Providers should also publish data on energy consumption and environmental impact in environmental balance sheets. Bitcoin and decentralized financial system assets appear to be excluded here, as no single company is responsible for them. Demands to extend this environmental impact disclosure obligation to other sectors have already been made online.

The new EU directive was praised in the media as prudent and reasonable, but there is criticism of the tight regulation of stablecoins in addition to the disclosure requirements for anonymous transactions.

International cooperation on crypto regulation

The UK Treasury sees potential in stablecoins, but also wants to regulate them more strictly and give the Bank of England more powers, according to a consultation paper.

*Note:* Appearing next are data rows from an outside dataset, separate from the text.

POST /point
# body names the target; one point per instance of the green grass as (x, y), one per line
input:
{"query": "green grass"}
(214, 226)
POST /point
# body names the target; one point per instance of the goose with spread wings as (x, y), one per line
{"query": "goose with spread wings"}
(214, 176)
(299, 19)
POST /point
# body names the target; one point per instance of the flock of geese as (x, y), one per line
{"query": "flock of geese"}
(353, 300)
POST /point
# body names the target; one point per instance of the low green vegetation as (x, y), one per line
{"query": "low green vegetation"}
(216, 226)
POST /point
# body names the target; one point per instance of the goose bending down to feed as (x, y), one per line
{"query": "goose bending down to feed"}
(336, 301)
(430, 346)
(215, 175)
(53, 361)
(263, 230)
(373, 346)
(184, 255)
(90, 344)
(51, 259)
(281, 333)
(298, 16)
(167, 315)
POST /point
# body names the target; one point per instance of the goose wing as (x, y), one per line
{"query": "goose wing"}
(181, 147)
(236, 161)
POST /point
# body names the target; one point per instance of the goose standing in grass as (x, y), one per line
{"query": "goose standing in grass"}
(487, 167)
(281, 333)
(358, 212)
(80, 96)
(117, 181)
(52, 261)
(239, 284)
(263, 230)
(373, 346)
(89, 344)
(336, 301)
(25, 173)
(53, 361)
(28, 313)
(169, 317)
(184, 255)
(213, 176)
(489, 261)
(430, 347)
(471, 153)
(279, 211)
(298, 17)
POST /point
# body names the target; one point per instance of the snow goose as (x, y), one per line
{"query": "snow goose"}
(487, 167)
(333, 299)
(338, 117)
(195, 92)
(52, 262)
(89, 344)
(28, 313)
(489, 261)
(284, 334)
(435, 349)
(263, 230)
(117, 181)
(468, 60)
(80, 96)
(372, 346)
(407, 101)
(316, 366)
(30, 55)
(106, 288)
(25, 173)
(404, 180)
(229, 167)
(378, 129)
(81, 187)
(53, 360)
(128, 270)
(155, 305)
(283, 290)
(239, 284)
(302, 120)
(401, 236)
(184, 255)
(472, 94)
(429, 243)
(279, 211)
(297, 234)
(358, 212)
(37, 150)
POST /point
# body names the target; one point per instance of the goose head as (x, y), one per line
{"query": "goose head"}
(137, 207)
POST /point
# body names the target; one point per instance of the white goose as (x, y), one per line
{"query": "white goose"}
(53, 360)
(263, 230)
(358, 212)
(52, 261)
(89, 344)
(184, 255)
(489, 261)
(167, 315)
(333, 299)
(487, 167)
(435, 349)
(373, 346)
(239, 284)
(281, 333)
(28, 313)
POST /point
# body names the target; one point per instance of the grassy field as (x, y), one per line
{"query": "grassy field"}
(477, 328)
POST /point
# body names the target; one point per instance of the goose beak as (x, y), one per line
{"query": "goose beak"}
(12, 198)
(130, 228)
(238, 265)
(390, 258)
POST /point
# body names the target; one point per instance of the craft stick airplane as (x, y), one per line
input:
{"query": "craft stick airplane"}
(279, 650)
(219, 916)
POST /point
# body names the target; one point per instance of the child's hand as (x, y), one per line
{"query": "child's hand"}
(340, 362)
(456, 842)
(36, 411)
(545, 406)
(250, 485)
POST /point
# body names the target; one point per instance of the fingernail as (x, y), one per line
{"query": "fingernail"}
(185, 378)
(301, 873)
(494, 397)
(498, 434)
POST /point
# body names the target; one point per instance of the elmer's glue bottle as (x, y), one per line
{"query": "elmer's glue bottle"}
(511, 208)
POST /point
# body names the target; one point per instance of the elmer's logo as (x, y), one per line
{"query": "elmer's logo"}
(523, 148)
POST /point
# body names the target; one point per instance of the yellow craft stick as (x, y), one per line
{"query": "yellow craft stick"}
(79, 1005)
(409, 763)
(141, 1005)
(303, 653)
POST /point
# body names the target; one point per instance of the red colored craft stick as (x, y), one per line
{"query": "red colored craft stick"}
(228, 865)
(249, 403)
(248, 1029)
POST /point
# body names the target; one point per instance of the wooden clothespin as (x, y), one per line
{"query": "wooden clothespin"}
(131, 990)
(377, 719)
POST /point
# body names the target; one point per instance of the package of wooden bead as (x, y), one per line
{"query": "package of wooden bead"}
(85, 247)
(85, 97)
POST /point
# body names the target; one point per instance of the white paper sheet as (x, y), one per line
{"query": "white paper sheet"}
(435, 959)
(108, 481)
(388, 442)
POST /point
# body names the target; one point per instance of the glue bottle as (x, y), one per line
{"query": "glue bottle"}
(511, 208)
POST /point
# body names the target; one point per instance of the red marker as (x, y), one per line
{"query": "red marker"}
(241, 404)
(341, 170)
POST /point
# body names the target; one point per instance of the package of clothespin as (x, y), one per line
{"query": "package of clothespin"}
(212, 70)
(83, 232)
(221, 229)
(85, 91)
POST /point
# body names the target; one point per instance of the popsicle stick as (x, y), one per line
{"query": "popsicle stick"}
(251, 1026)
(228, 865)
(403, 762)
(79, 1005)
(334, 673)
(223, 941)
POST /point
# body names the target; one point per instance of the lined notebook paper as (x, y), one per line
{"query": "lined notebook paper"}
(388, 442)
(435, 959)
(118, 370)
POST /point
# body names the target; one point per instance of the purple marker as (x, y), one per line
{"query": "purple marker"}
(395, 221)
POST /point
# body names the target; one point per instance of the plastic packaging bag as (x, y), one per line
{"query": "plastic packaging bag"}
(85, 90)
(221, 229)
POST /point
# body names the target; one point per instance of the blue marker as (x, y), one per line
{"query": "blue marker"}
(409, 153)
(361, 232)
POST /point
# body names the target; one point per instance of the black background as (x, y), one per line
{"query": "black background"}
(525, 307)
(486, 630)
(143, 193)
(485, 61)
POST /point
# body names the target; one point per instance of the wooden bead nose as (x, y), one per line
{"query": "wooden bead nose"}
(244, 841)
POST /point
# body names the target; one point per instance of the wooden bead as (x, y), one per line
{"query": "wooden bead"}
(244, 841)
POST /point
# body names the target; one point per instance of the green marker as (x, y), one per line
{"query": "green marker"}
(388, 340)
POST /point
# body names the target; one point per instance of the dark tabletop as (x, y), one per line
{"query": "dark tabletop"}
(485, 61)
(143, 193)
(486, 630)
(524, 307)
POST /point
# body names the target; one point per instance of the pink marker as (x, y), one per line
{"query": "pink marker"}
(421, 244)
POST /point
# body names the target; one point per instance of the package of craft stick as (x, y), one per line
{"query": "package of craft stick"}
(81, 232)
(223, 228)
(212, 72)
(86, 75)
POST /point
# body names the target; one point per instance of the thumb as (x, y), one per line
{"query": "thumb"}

Fed Vice Lael Brainard recently made similar demands for the regulation of the crypto industry at a Bank of England conference in London. As the crypto ecosystem resembles the traditional financial system – intentionally or unintentionally – there is an urgent need for uniform rules to protect investors.

Germany’s crypto future

“We want to make Germany the leading place for start-ups and growth companies,” Federal Finance Minister Christian Lindner told FAZ, referring to his agenda. digitization of the capital market includes the crypto industry.

Germany is well positioned when it comes to crypto, has the most progressive legislation and the most favorable tax regime for investors, experts also confirm in an article on BTC-ECHO. Germany’s position as the most crypto-friendly country can also be seen from the fact that it is the only country with an official blockchain strategy.